In any event, my doctor gave me some steroid cream to rub on my skin, and added some steroids to my pill regimen, and the red rash stopped itching and turned into a dark brown. I was told this would fade. But here I am, months later, with dark splotchy skin. My son tells me I look like a Masai Giraffe.

Still, I've felt pretty good. I was going out on walks each day. I began doing some of the household chores--taking out the trash, washing the bedding and towels--but then I had another setback. My right eye got itchy and red. I told my doctor about it when I went in for another bone marrow biopsy, but it didn't set off any alarm bells. Within days, however, I developed a cough. I then began sneezing, and my nose started running. I thought "is this COVID?" We ran a home test. Negative. OK. Well, then it's a cold. I decided to look at the bright side--if this was a cold then my body was fighting it on its own. And it seemed to be winning. Less sneezing. Less drippy nose. The cough persisted, but it was getting weaker.

And then I realized that my mouth was really sore and that it was difficult for me to swallow or eat. And so when I went back to my doctor on Tuesday I asked him a dreaded question: "Do you think the cold triggered GVHD in my mouth?" He took one look at my mouth and said "Yes." So now I'm gargling with a steroid mouthwash, and taking anti-biotics to boot. And it seems to be working.

But I'm not done bitching. When I was there on Tuesday, they said I needed fluids. They said they would set me up with an IV before I went home. But then they came back and said because I had a cold the hospital's computer system had flagged me as a possible COVID case, and that this meant I would need to be isolated from the other patients in the transfusion room. Ok. Sounds reasonable. And then I sat around for 45 minutes. And then a nurse came in to tell me I was free to go and that I would have to come back the next day to get fluids. My mind exploded. The hospital was refusing to treat me because they were scared I was sick. That's insane. This really pissed me off--which I suppose we can take as a sign I'm getting better.

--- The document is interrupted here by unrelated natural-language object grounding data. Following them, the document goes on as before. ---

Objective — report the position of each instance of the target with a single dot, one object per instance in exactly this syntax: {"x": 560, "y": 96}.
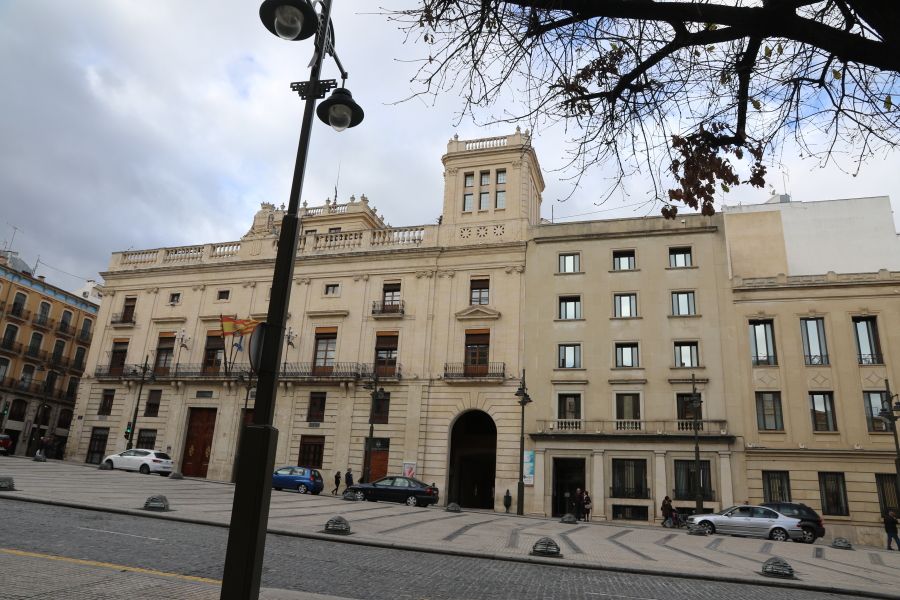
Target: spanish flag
{"x": 234, "y": 326}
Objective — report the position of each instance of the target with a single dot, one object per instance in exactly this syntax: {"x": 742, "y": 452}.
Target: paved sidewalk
{"x": 634, "y": 548}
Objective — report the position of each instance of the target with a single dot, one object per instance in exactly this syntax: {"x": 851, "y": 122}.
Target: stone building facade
{"x": 631, "y": 332}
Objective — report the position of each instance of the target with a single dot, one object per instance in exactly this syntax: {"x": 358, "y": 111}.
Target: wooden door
{"x": 198, "y": 442}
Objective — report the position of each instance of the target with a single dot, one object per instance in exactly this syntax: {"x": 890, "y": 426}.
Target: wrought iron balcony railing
{"x": 467, "y": 371}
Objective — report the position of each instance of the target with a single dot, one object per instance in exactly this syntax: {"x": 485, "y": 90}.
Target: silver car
{"x": 751, "y": 521}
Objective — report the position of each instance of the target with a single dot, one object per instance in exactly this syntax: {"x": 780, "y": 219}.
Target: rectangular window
{"x": 623, "y": 260}
{"x": 686, "y": 480}
{"x": 683, "y": 304}
{"x": 146, "y": 439}
{"x": 875, "y": 401}
{"x": 815, "y": 351}
{"x": 867, "y": 344}
{"x": 762, "y": 343}
{"x": 625, "y": 305}
{"x": 680, "y": 257}
{"x": 569, "y": 356}
{"x": 627, "y": 355}
{"x": 479, "y": 291}
{"x": 106, "y": 402}
{"x": 768, "y": 411}
{"x": 687, "y": 354}
{"x": 887, "y": 491}
{"x": 570, "y": 263}
{"x": 381, "y": 408}
{"x": 316, "y": 412}
{"x": 153, "y": 399}
{"x": 568, "y": 407}
{"x": 570, "y": 307}
{"x": 776, "y": 486}
{"x": 833, "y": 492}
{"x": 821, "y": 406}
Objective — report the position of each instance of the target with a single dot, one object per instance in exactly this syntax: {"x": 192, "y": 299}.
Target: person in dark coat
{"x": 890, "y": 528}
{"x": 348, "y": 477}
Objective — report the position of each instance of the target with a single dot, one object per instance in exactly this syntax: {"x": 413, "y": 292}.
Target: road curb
{"x": 554, "y": 562}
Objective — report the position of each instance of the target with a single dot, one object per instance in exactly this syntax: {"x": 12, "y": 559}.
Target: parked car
{"x": 144, "y": 461}
{"x": 396, "y": 489}
{"x": 303, "y": 479}
{"x": 810, "y": 522}
{"x": 751, "y": 521}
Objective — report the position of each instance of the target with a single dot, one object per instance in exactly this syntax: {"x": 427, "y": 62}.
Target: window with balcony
{"x": 151, "y": 409}
{"x": 316, "y": 410}
{"x": 875, "y": 401}
{"x": 768, "y": 411}
{"x": 762, "y": 343}
{"x": 625, "y": 305}
{"x": 570, "y": 263}
{"x": 821, "y": 406}
{"x": 680, "y": 257}
{"x": 213, "y": 353}
{"x": 386, "y": 353}
{"x": 381, "y": 408}
{"x": 629, "y": 478}
{"x": 569, "y": 356}
{"x": 627, "y": 355}
{"x": 815, "y": 350}
{"x": 479, "y": 291}
{"x": 776, "y": 486}
{"x": 867, "y": 344}
{"x": 686, "y": 480}
{"x": 569, "y": 307}
{"x": 833, "y": 492}
{"x": 106, "y": 402}
{"x": 687, "y": 354}
{"x": 683, "y": 304}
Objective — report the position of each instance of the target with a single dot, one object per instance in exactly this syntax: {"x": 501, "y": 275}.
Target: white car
{"x": 145, "y": 461}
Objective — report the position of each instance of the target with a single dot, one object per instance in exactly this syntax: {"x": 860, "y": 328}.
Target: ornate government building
{"x": 770, "y": 328}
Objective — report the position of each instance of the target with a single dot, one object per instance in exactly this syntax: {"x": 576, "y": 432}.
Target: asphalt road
{"x": 339, "y": 569}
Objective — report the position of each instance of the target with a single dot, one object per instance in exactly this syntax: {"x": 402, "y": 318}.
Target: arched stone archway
{"x": 473, "y": 460}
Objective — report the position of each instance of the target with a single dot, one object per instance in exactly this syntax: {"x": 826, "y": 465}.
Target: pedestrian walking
{"x": 890, "y": 528}
{"x": 587, "y": 506}
{"x": 348, "y": 477}
{"x": 666, "y": 509}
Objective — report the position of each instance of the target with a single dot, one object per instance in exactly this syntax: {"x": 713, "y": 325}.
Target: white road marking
{"x": 143, "y": 537}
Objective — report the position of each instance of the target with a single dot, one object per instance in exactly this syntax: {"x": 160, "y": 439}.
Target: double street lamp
{"x": 290, "y": 20}
{"x": 524, "y": 399}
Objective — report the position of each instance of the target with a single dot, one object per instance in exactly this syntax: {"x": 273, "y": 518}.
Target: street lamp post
{"x": 889, "y": 414}
{"x": 524, "y": 398}
{"x": 696, "y": 403}
{"x": 137, "y": 403}
{"x": 290, "y": 20}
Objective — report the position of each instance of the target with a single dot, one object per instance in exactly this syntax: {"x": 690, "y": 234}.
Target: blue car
{"x": 302, "y": 479}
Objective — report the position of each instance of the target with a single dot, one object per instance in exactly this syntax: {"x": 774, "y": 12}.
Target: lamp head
{"x": 340, "y": 111}
{"x": 289, "y": 19}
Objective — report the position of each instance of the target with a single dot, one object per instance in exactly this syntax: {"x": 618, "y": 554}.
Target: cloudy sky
{"x": 141, "y": 124}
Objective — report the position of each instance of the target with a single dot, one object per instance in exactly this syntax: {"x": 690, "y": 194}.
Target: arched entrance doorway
{"x": 473, "y": 460}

In short order, I told them that I was not gonna come back the next day. "Not gonna happen!" I pronounced. They then said "Well, how bout Thursday?" "Not gonna happen," I repeated. My doctor then reminded me that if I suffered kidney damage I was gonna end up back in the hospital. This came across as a threat. I told him that that was not gonna happen and that I would see him next Tuesday.

I realize now that my antipathy to my doctor and my treatment had been brewing for awhile. I was supposed to have been part of a study that would prevent GVHD. But I was yanked from it at the last second when the cardiologist thought he saw something on an image, and I was forced to undergo an angiogram, which proved both traumatic and unnecessary. They then told me I would need to redo the tests to be part of the study. I asked my doctor if that meant I would need to undergo another unnecessary angiogram if a cardiologist thought he saw something again. I was not given a clear answer, but it seemed to be yes. Their imaging system had given them a false positive and they would rather put me through more pain and suffering than skip the freakin' test that had provided the false positive. So I didn't redo the tests and was cut from the study. Now, I don't know the results of that study. And I guess I don't wanna know. The thought I could have avoided a condition which could still prove fatal if only my doctor had had the balls to stick up for me makes me furious.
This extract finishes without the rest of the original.